Rose by Markus Schleinzer
Period-set stories provide a mirror for our time in three films competing for the Golden Bear. In the aftermath of the devastating 30 Years War, Sandra Hüller’s central character in Markus Schleinzer’s Rose seeks to build a life of substance in the face of restrictions for women on access to land. The young Aboriginal siblings of Warwick Thornton’s Wolfram seek an equal opportunity to build the life they deserve in the sun-bleached outback in 1930s Australia. In Dust, Anke Blondé’s 1990s-set propulsive tech-boom thriller, two men watch their empire collapse in real time.
Authoritarian tensions divide even the closest of allies in a duo of distinct and stylish Turkish-set films. Emin Alper’s gripping Kurtuluş explores the widening rifts of religious and tribal allegiance in two villages separated by disputed land and long-standing power struggles. Escalating state oppression fuels family tensions in Ilker Çatak’s Gelbe Briefe a complex, compelling exploration of marriage, politics and artistic integrity.

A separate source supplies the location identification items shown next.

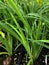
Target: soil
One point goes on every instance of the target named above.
(20, 58)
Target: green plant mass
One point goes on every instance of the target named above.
(28, 22)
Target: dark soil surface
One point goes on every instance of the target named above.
(20, 58)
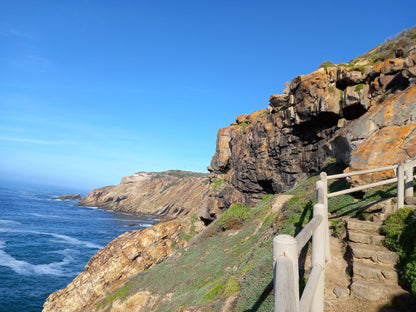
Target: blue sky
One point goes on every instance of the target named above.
(91, 91)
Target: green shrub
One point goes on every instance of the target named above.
(234, 216)
(216, 182)
(393, 228)
(214, 292)
(231, 287)
(400, 231)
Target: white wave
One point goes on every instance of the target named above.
(145, 225)
(9, 222)
(26, 268)
(90, 207)
(74, 241)
(39, 215)
(62, 238)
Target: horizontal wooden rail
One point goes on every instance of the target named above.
(310, 289)
(353, 173)
(305, 235)
(362, 187)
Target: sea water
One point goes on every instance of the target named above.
(45, 243)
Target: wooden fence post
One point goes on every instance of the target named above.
(319, 239)
(400, 186)
(408, 185)
(322, 198)
(286, 274)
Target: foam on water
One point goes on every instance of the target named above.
(25, 268)
(45, 243)
(62, 238)
(9, 222)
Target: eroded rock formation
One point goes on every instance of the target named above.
(125, 256)
(167, 194)
(341, 111)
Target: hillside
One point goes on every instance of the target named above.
(320, 116)
(340, 117)
(164, 194)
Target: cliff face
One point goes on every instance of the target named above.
(362, 114)
(166, 194)
(339, 111)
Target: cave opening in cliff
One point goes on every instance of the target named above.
(267, 186)
(354, 111)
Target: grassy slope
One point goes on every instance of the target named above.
(236, 264)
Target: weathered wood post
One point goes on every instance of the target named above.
(319, 239)
(322, 198)
(408, 184)
(400, 186)
(286, 274)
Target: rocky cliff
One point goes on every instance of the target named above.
(128, 254)
(362, 114)
(165, 194)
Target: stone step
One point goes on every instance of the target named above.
(380, 216)
(375, 291)
(368, 290)
(379, 205)
(386, 274)
(368, 226)
(388, 209)
(377, 254)
(363, 237)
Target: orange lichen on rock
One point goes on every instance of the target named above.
(390, 145)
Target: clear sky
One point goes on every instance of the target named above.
(91, 91)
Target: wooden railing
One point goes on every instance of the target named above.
(286, 249)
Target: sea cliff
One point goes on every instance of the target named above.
(166, 194)
(358, 114)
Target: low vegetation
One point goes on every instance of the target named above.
(232, 258)
(400, 231)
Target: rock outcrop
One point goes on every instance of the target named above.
(125, 256)
(337, 112)
(164, 194)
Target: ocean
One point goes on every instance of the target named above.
(45, 243)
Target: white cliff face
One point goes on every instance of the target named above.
(163, 194)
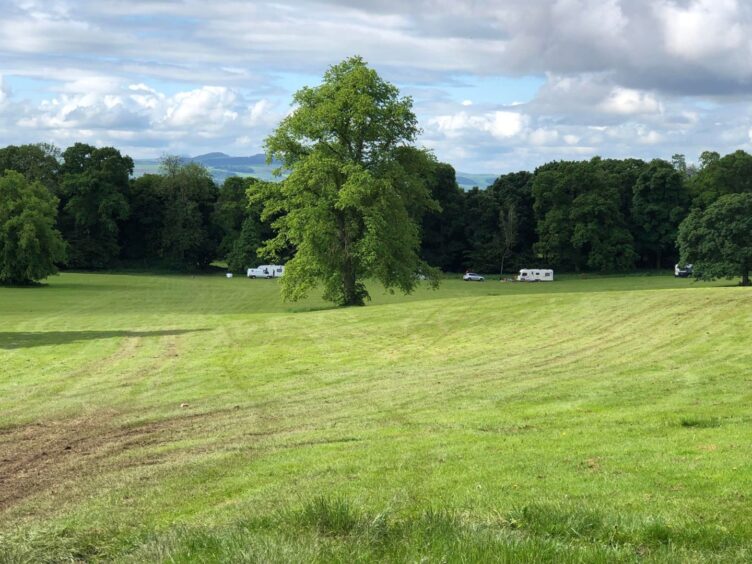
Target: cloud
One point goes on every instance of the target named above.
(619, 77)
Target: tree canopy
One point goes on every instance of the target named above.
(718, 241)
(30, 246)
(357, 188)
(93, 203)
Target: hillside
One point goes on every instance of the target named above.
(156, 418)
(222, 166)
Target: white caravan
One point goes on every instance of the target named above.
(266, 271)
(536, 275)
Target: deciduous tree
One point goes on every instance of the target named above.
(30, 246)
(357, 189)
(718, 240)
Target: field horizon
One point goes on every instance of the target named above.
(194, 418)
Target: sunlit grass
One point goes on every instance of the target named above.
(589, 419)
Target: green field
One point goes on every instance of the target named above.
(181, 419)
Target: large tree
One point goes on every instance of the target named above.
(718, 176)
(659, 204)
(93, 203)
(38, 162)
(581, 222)
(357, 189)
(718, 240)
(443, 229)
(189, 237)
(30, 246)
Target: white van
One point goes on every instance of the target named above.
(536, 275)
(266, 271)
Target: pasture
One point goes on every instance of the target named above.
(179, 418)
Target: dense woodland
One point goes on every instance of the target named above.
(601, 215)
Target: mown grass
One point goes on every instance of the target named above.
(600, 419)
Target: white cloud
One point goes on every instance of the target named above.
(500, 124)
(628, 101)
(209, 107)
(622, 77)
(702, 28)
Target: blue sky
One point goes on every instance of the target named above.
(498, 85)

Soumsoum, la nuit des astres by Mahamat-Saleh Haroun
Magic and mystery underscore two films in selection. Hanna Bergholm’s genre film Yön Lapsi takes us on a journey into the Finnish forests and into the darkest heart of motherhood, unearthing a long-buried secret. And through a supernatural gift passed to a woman who has never known her mother, Chadian director Mahamat-Saleh Haroun brings visions and magic realism to the rich tapestry of Soumsoum, la nuit des astres.
The films of the Competition reflect and relate to the world in which we live. These productions from 28 countries take us around the world through cinema. 20 films are world premieres. Nine films were directed or co-directed by women. 13 filmmakers have screened their films in the Berlinale previously.
From these deserving ranks we look forward to discovering what Wim Wenders’ jury picks as the winners of the Golden and the Silver Bears.